I've never seen a night so long
When time goes crawling by.
The moon just went behind a cloud
To hide its face and cry.
Did you ever see a robin weep
When leaves begin to die?
Like me he's lost the will to live,
I'm so lonesome I could cry.
The silence of a falling star
Lights up a purple sky.
And as I wonder just where you are
I'm so lonesome I could cry.
Don't worry, I won't hold it against you if you think we're crazy to drive five hours in nasty weather to pay our respects to a sickly and thoroughly screwed-up man who died in the back seat of his baby blue Cadillac on New Year's Day, 1953. I hope you never know the kind of lonely heartbreak it takes to drag those words up from your soul, but if you do, I'll lift a bottle over your grave, too.
Williams wrote "I'm So Lonesome I Could Cry" and dozens of other country classics in a short career that began on the streets of Georgiana, Ala., where he shined shoes and learned music from a black street singer named Rufus "Tee-Tot" Payne. It ended when he was 29 years old.
Hank died, as did Robert Johnson, Janis Joplin and Jimi Hendrix, at the top of his game. "I'll Never Get Out of This World Alive" was heading for the top of the charts when he breathed his last near Oak Hill, W.Va., on his way to play a show in Dayton, Ohio. His death certificate says "heart failure," but it was the blues that killed him. He'd used everything that was in him to write the truth so the rest of us wouldn't feel alone in the night. And when he was done, when all the songs had been written, there was nothing left to do but die. Jesus paid for our sins. Hank Williams redeemed our lost loves.

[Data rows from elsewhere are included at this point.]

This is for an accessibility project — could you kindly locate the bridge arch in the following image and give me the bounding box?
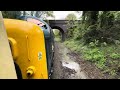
[51,26,65,41]
[49,20,80,41]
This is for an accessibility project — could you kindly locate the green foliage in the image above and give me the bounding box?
[73,23,87,40]
[53,29,62,41]
[21,11,54,19]
[65,11,120,46]
[64,39,83,53]
[64,11,120,78]
[98,11,114,28]
[1,11,54,20]
[40,11,54,19]
[83,42,106,69]
[112,11,120,20]
[83,23,120,44]
[109,70,117,76]
[53,29,60,36]
[54,36,61,42]
[110,53,120,59]
[65,13,77,20]
[89,39,99,47]
[2,11,21,19]
[66,20,79,39]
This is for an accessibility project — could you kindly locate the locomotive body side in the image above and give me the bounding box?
[18,16,55,77]
[4,19,48,79]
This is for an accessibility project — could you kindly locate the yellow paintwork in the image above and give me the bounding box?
[26,66,36,77]
[3,18,48,79]
[8,37,18,60]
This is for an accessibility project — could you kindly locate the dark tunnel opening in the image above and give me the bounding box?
[52,26,65,42]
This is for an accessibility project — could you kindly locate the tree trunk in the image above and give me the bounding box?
[82,11,87,23]
[84,11,98,28]
[31,11,34,16]
[23,11,26,16]
[35,11,39,17]
[90,11,99,25]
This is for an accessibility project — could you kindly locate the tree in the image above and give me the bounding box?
[65,13,77,20]
[81,11,87,23]
[2,11,21,19]
[31,11,34,16]
[83,11,99,27]
[23,11,26,16]
[65,13,78,38]
[34,11,54,19]
[99,11,114,28]
[35,11,39,17]
[18,11,54,19]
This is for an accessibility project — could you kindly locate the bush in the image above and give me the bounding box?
[83,24,120,44]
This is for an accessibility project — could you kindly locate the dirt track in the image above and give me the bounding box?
[51,42,88,79]
[51,41,107,79]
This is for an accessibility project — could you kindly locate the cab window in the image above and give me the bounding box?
[27,18,45,27]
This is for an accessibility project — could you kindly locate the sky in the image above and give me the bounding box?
[46,11,82,20]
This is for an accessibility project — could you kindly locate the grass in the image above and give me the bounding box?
[64,39,120,78]
[54,35,62,42]
[54,37,61,42]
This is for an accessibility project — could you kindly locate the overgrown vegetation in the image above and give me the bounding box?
[64,11,120,78]
[53,29,62,42]
[2,11,21,19]
[2,11,54,19]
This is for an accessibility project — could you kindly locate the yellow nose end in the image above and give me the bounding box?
[26,66,36,77]
[26,70,34,77]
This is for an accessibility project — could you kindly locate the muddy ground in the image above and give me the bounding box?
[51,41,108,79]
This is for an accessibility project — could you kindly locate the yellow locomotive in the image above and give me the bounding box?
[4,18,49,79]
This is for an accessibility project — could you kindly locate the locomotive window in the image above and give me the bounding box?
[27,18,45,27]
[42,25,47,29]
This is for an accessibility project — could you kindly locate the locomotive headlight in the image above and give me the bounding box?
[26,66,36,77]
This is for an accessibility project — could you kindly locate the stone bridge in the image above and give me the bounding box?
[48,20,81,41]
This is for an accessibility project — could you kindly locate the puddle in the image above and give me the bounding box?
[62,61,80,71]
[62,61,87,79]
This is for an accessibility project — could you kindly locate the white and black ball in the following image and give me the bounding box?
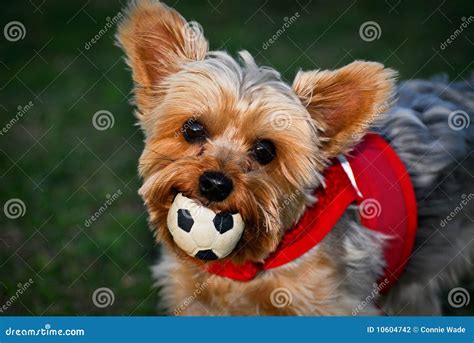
[167,193,245,260]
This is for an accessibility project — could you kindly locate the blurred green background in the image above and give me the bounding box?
[0,0,473,315]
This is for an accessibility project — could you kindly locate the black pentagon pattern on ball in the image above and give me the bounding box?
[213,212,234,234]
[177,209,194,232]
[195,249,219,261]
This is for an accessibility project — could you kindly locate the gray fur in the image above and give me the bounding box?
[321,208,388,305]
[193,50,303,104]
[348,76,474,315]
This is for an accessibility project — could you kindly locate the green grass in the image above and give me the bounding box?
[0,0,473,315]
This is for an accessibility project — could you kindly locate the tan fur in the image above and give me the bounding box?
[116,0,208,119]
[154,246,380,316]
[117,0,396,315]
[293,62,396,157]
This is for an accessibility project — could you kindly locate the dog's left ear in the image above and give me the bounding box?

Where Hank is -- and isn'tThe Hank Williams Museum at 118 Commerce St. in downtown Montgomery is a good place to get your bearings when you're searching for Hank. Here, just a few blocks from where 30,000 people attended his funeral, the remnants of his short life are treated as holy relics. His suits -- he was one of the first to dress in rhinestones on the staid stage of the Grand Ole Opry -- are on display, along with his fabled blue Caddy convertible. And his hat, photographs and, always, his music. Much of the collection belongs to his son, Randall Hank Williams Jr.
But if you are lucky, and we were, you'll meet Joe Jones at the museum. He doesn't work there, but he's a part of the place. To say he looks eerily like Williams is to state the obvious. It is when he says that, since the Air Force transferred him to nearby Maxwell Air Force Base in 1983, "I've been chasing his ghost" that you realize he caught the specter. He not only looks like Hank, he sounds like him, too. He's got the same high cheekbones, the same lank hair, the same ... whatever it is that made Hank Hank.